Modules#

kenmerkendewaarden.data_retrieve#

Retrieve data from ddlpy and write to netcdf files including all metadata

kenmerkendewaarden.data_retrieve.read_measurements(dir_output: str, station: str, extremes: bool, return_xarray: bool = False, nap_correction: bool = False, drop_duplicates: bool = False)[source]#

Read the measurements netcdf as a dataframe.

Parameters#

dir_outputstr

Path where the measurements are stored.

stationstr

station name, for instance “HOEKVHLD”.

extremesbool

Whether to read measurements for waterlevel timeseries or extremes.

return_xarraybool, optional

Whether to return raw xarray.Dataset instead of a DataFrame. No support for nap_correction and drop_duplicates. The default is False.

nap_correctionbool, optional

Whether to correct for NAP2005. The default is False.

drop_duplicatesbool, optional

Whether to drop duplicated timesteps. The default is False.

Returns#

df_measpd.DataFrame

DataFrame with the measurements or extremes timeseries.

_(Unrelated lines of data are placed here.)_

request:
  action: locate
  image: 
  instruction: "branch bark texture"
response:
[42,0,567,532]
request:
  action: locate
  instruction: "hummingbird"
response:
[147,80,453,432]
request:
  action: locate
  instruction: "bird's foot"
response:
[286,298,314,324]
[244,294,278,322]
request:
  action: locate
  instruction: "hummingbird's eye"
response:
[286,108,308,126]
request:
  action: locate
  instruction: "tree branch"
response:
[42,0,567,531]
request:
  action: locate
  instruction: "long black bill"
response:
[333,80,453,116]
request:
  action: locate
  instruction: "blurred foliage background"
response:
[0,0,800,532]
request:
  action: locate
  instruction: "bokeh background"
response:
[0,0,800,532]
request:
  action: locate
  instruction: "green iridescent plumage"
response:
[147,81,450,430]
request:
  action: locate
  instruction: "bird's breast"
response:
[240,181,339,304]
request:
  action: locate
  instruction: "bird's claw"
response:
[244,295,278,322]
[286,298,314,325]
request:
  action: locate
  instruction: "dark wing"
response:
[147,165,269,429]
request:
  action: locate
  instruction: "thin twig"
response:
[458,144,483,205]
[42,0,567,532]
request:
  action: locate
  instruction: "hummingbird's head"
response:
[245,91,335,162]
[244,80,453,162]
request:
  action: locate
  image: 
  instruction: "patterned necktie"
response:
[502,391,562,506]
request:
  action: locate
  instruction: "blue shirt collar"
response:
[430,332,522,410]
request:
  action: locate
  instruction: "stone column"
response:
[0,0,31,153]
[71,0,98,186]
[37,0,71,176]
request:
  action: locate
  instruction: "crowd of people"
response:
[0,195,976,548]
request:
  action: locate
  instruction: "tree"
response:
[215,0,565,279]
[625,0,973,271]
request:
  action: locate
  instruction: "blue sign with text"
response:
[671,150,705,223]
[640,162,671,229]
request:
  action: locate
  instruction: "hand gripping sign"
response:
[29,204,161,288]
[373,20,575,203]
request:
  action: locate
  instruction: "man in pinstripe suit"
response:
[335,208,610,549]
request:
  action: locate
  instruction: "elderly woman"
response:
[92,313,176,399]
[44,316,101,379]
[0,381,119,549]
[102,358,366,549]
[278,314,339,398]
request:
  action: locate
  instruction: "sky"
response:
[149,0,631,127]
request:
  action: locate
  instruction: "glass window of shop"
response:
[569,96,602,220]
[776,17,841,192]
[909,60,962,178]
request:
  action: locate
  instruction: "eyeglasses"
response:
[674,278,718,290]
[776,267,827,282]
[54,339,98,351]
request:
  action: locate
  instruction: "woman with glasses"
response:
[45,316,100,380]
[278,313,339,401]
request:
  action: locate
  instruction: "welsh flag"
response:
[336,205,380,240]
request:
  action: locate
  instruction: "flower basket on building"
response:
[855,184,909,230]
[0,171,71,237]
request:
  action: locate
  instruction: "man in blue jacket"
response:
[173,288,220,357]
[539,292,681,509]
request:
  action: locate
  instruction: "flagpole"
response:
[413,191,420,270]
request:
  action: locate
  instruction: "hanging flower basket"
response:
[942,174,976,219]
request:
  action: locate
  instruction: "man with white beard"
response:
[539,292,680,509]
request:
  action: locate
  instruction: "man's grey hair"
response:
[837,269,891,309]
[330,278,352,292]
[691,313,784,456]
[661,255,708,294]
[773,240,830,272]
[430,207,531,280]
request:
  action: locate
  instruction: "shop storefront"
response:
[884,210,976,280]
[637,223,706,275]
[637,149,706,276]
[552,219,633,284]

kenmerkendewaarden.data_retrieve.read_measurements_amount(dir_output: str, extremes: bool)[source]#

Read the measurements amount csv into a dataframe.

Parameters#

dir_outputstr

Path where the measurements are stored.

extremesbool

Whether to read measurements amount for waterlevel timeseries or extremes.

Returns#

df_amountpd.DataFrame

DataFrame with the amount of measurements per year.

kenmerkendewaarden.data_retrieve.retrieve_measurements(dir_output: str, station: str, extremes: bool, start_date: Timestamp, end_date: Timestamp, drop_if_constant: list = None)[source]#

Retrieve timeseries with measurements or extremes for a single station from the DDL with ddlpy.

Parameters#

dir_outputstr

Path where the measurement netcdf file will be stored.

stationstr

station name, for instance “HOEKVHLD”.

extremesbool

Whether to read measurements for waterlevel timeseries or extremes.

start_datepd.Timestamp (or anything understood by pd.Timestamp)

start date of the measurements to be retrieved.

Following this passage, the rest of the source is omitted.